Ensinando ‘fazedores’
Hoje, o programa inclui Matemática, Geografia, Ciências, História, Redação, Leitura, e lições práticas de Física em um módulo chamado fazedores. As aulas de português ganharam prioridade sobre o inglês, dadas, segundo ele, as necessidades mais urgentes dos alunos.

O programa envolve ainda atividades como futebol e artes marciais abertas à comunidade, assim como ioga e meditação – um retrato parecido ao que Paul e Rob encontraram na parte da infância vivida na Índia.

Outras histórias
Atualmente os voluntários da iniciativa são da Inglaterra, Itália, França, Colômbia, Estados Unidos e do Brasil – a carioca Milene Fernandes.

“É uma escola americana com voluntários reais, que preparam as aulas, ensinam, limpam a escola, levam as crianças para conhecer a cidade e compartilham suas experiências de vida”, diz ela.

Miller criou o projeto há cerca de dez anos, após viajar ao Brasil e perceber carências na área.

O trabalho começou na Rocinha, mas acabou migrando para Tabajaras por conta da violência.

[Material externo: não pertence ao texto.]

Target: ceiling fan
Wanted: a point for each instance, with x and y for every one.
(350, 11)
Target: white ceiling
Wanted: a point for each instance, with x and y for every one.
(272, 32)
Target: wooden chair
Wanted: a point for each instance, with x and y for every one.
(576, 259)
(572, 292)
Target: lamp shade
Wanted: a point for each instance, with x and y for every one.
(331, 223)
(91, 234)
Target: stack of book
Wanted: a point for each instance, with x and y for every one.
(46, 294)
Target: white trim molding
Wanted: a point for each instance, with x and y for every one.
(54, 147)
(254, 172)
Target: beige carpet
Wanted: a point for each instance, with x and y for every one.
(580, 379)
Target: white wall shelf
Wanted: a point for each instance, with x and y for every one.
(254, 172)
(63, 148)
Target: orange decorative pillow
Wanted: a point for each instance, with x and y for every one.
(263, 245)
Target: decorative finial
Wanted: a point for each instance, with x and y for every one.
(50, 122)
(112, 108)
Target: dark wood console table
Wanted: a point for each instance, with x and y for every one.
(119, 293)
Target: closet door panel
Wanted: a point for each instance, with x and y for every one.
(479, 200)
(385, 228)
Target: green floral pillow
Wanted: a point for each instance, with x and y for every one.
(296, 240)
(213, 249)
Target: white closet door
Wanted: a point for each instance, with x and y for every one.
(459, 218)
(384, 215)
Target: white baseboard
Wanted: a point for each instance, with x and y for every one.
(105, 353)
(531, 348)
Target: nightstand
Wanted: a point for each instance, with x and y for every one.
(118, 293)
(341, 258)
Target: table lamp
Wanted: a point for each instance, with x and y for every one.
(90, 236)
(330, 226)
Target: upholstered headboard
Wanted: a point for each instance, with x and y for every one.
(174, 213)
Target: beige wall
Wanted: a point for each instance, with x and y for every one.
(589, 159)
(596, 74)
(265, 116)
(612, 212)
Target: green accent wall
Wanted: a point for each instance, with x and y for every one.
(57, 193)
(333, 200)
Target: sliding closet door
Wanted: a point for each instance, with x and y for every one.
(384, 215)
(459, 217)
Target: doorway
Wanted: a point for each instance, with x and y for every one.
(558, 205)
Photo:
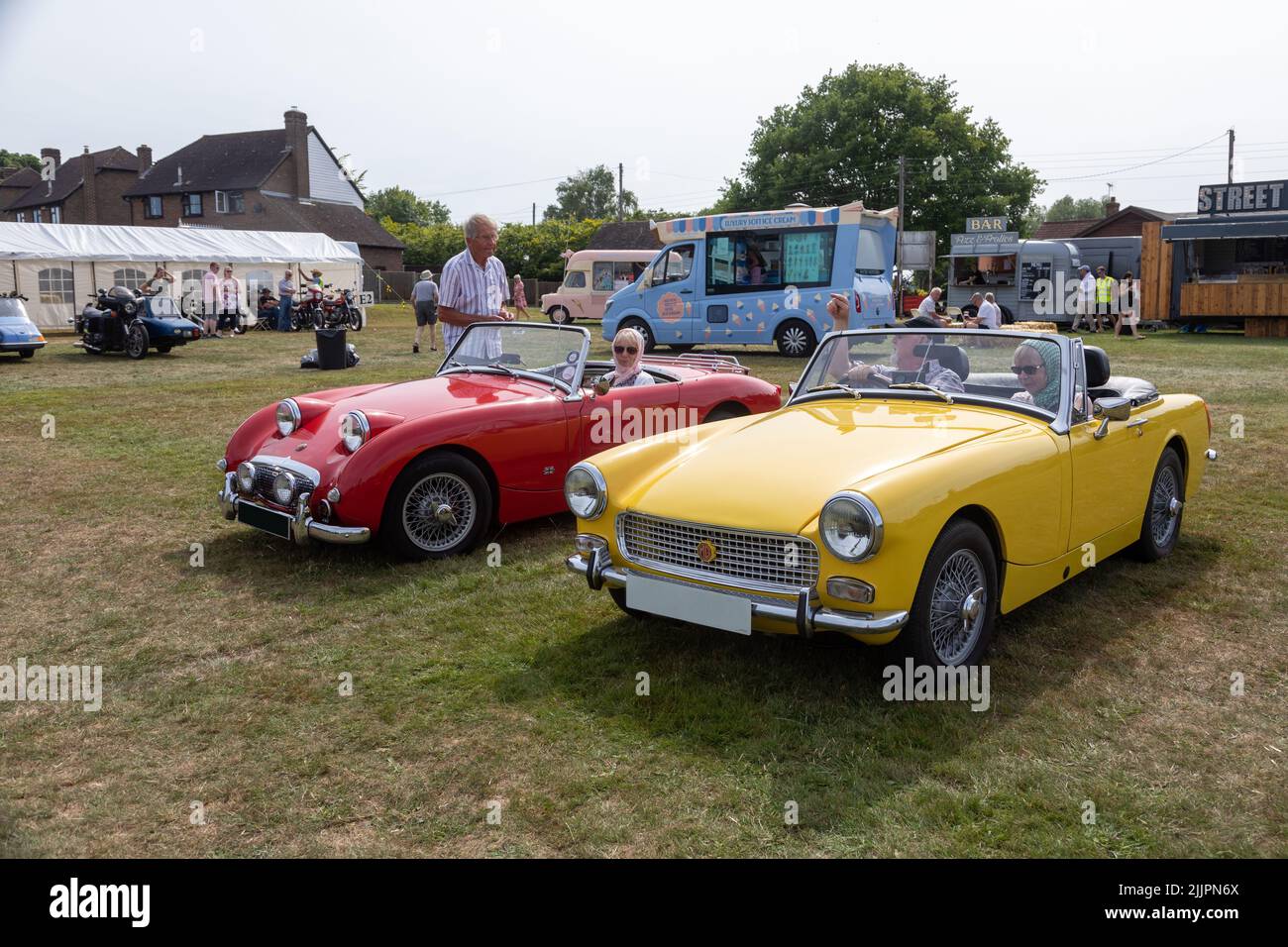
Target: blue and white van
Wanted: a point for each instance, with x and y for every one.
(760, 277)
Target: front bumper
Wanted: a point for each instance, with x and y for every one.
(303, 527)
(805, 613)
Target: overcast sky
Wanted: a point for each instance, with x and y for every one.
(487, 105)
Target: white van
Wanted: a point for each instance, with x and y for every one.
(590, 278)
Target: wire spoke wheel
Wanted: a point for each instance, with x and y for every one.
(1164, 506)
(958, 607)
(439, 512)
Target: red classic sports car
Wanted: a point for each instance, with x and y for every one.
(430, 464)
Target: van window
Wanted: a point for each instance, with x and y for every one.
(673, 265)
(871, 254)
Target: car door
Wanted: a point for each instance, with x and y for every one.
(627, 414)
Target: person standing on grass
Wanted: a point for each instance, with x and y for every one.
(424, 299)
(519, 295)
(210, 303)
(473, 289)
(286, 295)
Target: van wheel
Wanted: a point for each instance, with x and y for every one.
(642, 328)
(956, 603)
(795, 339)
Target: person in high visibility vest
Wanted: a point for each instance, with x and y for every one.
(1104, 296)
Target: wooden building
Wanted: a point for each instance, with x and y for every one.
(1222, 266)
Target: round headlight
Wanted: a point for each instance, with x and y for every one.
(585, 491)
(850, 527)
(355, 431)
(287, 416)
(283, 488)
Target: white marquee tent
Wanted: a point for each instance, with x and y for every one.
(58, 266)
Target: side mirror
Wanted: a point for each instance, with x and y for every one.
(1111, 410)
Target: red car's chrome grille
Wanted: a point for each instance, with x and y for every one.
(742, 558)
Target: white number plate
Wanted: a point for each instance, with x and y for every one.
(690, 603)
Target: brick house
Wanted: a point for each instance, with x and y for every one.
(278, 179)
(86, 189)
(1126, 222)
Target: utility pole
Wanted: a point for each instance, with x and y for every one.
(898, 247)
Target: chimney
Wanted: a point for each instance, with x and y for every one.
(297, 141)
(89, 187)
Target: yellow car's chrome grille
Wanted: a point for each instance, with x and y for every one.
(741, 558)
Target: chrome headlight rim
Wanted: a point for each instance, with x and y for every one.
(868, 509)
(286, 478)
(359, 431)
(291, 423)
(246, 476)
(600, 502)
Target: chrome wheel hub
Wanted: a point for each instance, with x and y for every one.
(439, 512)
(958, 607)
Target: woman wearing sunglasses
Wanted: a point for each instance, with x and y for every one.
(1037, 365)
(627, 356)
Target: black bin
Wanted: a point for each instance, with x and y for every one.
(333, 348)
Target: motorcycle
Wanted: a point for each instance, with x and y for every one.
(124, 320)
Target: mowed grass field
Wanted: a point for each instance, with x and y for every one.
(511, 689)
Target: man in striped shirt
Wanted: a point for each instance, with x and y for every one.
(472, 289)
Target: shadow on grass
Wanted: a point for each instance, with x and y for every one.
(807, 720)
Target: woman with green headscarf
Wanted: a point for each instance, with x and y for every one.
(1037, 364)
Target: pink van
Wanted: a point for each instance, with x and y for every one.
(590, 278)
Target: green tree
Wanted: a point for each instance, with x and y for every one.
(404, 208)
(590, 195)
(16, 158)
(1070, 208)
(841, 141)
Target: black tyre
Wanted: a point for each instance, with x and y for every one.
(642, 328)
(1163, 509)
(722, 412)
(956, 604)
(795, 339)
(137, 341)
(439, 505)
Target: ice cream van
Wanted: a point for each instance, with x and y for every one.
(590, 278)
(760, 278)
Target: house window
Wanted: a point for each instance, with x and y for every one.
(129, 278)
(55, 285)
(230, 202)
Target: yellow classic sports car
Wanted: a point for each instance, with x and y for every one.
(915, 484)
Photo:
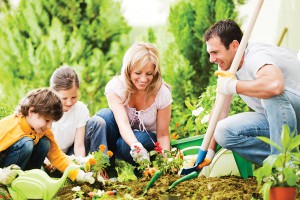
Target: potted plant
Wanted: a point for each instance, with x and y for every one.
(190, 131)
(281, 172)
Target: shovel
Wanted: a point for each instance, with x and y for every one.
(221, 98)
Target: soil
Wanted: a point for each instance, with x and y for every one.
(228, 187)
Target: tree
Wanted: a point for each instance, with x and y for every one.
(188, 22)
(41, 35)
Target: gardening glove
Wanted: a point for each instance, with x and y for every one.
(8, 174)
(226, 82)
(48, 166)
(207, 160)
(138, 152)
(200, 157)
(85, 177)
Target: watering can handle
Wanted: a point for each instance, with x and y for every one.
(233, 68)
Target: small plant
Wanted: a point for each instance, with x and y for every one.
(97, 162)
(283, 169)
(196, 122)
(163, 160)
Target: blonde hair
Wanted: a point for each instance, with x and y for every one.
(138, 55)
(43, 101)
(64, 78)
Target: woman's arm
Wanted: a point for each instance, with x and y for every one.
(162, 127)
(116, 105)
(79, 148)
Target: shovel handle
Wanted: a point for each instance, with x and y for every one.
(233, 68)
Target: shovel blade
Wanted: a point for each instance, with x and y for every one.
(189, 170)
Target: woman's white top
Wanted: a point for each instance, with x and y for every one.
(143, 120)
(64, 129)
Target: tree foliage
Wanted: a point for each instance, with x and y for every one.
(188, 22)
(41, 35)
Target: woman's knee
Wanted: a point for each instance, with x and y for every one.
(44, 145)
(25, 145)
(222, 134)
(96, 120)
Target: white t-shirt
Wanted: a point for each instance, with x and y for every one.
(143, 120)
(64, 130)
(259, 54)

“Nós ficamos na Rocinha por oito anos. Construímos uma escola, crescemos, fomos para uma maior e depois de novo, mas o prédio acabou cravado de balas. Muitas famílias que moravam lá se mudaram.”

O projeto está na nova comunidade desde fevereiro de 2018.

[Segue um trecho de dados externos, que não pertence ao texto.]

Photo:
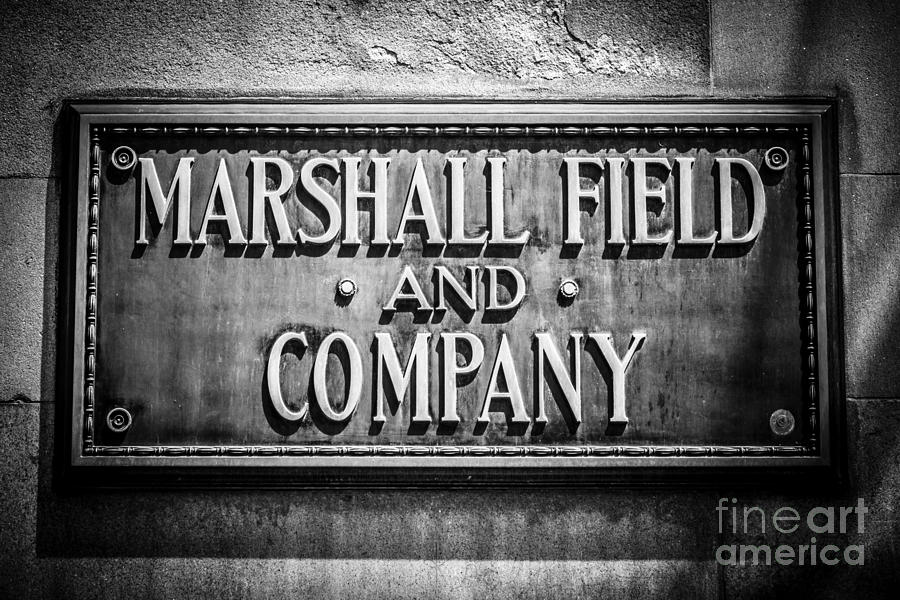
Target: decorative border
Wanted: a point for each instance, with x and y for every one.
(807, 289)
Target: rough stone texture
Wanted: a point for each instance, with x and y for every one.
(341, 48)
(871, 225)
(19, 457)
(847, 49)
(29, 220)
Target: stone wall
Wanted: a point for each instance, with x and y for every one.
(433, 544)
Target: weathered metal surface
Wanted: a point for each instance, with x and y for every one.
(618, 242)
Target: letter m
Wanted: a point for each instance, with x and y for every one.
(162, 205)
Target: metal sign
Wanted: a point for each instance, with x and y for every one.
(449, 293)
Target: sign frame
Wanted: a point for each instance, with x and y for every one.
(821, 461)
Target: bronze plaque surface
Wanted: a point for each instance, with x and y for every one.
(542, 292)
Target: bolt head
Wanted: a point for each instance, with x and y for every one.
(346, 287)
(781, 422)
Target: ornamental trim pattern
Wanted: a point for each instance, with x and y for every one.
(807, 290)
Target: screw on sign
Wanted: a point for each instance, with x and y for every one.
(124, 158)
(568, 288)
(346, 288)
(118, 420)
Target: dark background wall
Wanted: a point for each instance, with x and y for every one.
(520, 543)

A maioria das crianças que atende vive sem o pai em casa. É criada pelas mães, por avós ou tios.

“Eu trabalhei em várias ONGs no Rio, conheci as comunidades e vi que em todas elas têm crianças que querem entrar na universidade e que querem ser médicas, engenheiras, jornalistas…Elas têm esse sonho e nós queremos ser um caminho para que cheguem até lá”, diz ele. “As crianças têm fome de aprender. Elas vêm para estudar, haja chuva, um calor de 40 graus ou bala.”

‘Melhores lembranças’
Ainda a quilômetros de distância, os irmãos ingleses se preparam para viajar pela primeira vez ao Brasil para inaugurar a casa do projeto na comunidade.

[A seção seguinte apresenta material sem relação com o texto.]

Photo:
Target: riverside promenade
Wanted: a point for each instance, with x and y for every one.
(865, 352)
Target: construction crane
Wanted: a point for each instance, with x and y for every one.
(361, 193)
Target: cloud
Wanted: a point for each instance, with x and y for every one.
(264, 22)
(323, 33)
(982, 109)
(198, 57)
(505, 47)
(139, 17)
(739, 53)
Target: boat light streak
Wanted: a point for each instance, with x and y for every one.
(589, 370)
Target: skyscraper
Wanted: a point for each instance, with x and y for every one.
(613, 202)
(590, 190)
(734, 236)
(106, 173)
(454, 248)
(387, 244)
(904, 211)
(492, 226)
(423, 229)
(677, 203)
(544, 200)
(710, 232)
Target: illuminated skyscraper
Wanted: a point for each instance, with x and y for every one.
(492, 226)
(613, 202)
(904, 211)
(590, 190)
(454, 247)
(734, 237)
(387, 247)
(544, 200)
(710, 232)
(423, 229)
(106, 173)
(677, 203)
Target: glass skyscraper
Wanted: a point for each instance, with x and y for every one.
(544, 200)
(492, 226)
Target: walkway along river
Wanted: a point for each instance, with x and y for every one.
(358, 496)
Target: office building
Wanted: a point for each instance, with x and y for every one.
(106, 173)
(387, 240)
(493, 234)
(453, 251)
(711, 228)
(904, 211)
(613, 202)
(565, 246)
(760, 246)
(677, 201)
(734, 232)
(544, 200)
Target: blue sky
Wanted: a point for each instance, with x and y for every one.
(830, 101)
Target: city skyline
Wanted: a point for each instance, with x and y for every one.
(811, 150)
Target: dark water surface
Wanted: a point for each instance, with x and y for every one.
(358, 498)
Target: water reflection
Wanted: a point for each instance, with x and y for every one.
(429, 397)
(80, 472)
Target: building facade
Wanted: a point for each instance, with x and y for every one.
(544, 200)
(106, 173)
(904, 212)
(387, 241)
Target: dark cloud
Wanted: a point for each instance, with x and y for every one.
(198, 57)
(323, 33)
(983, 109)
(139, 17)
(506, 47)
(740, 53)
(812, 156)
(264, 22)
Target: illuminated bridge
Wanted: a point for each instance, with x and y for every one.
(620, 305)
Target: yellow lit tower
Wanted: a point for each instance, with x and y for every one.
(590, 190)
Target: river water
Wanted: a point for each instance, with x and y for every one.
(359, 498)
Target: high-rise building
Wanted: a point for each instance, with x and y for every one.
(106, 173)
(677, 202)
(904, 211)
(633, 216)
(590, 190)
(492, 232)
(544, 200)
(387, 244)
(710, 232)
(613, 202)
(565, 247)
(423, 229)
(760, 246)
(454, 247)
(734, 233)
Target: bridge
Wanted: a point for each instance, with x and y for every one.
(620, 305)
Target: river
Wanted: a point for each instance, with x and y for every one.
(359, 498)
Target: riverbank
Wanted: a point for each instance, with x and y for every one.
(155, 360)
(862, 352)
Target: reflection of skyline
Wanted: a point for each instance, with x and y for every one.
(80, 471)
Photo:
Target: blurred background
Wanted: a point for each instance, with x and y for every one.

Sentado no café em Londres, Paul aponta para a imagem no forro do casaco que veste – uma das peças que criou com o irmão para as lojas – e explica:

“Esse é um mapa da Índia”, diz.

“Algumas pessoas talvez olhem e pensem que é só um mapa. Mas não é só isso. É um mapa de um lugar muito especial para nós, onde estão todas as nossas melhores lembranças”.

No braço do casaco, ele aponta para a marca Gandys, desenhada por Mattie. E continua:

“Nesse A nós pusemos uma onda. É a onda do tsunami”.

“O A representa superar adversidades”. E o slogan que escolheram diz: “não apenas exista”.

Os outros irmãos, segundo ele, “seguiram os próprios sonhos”.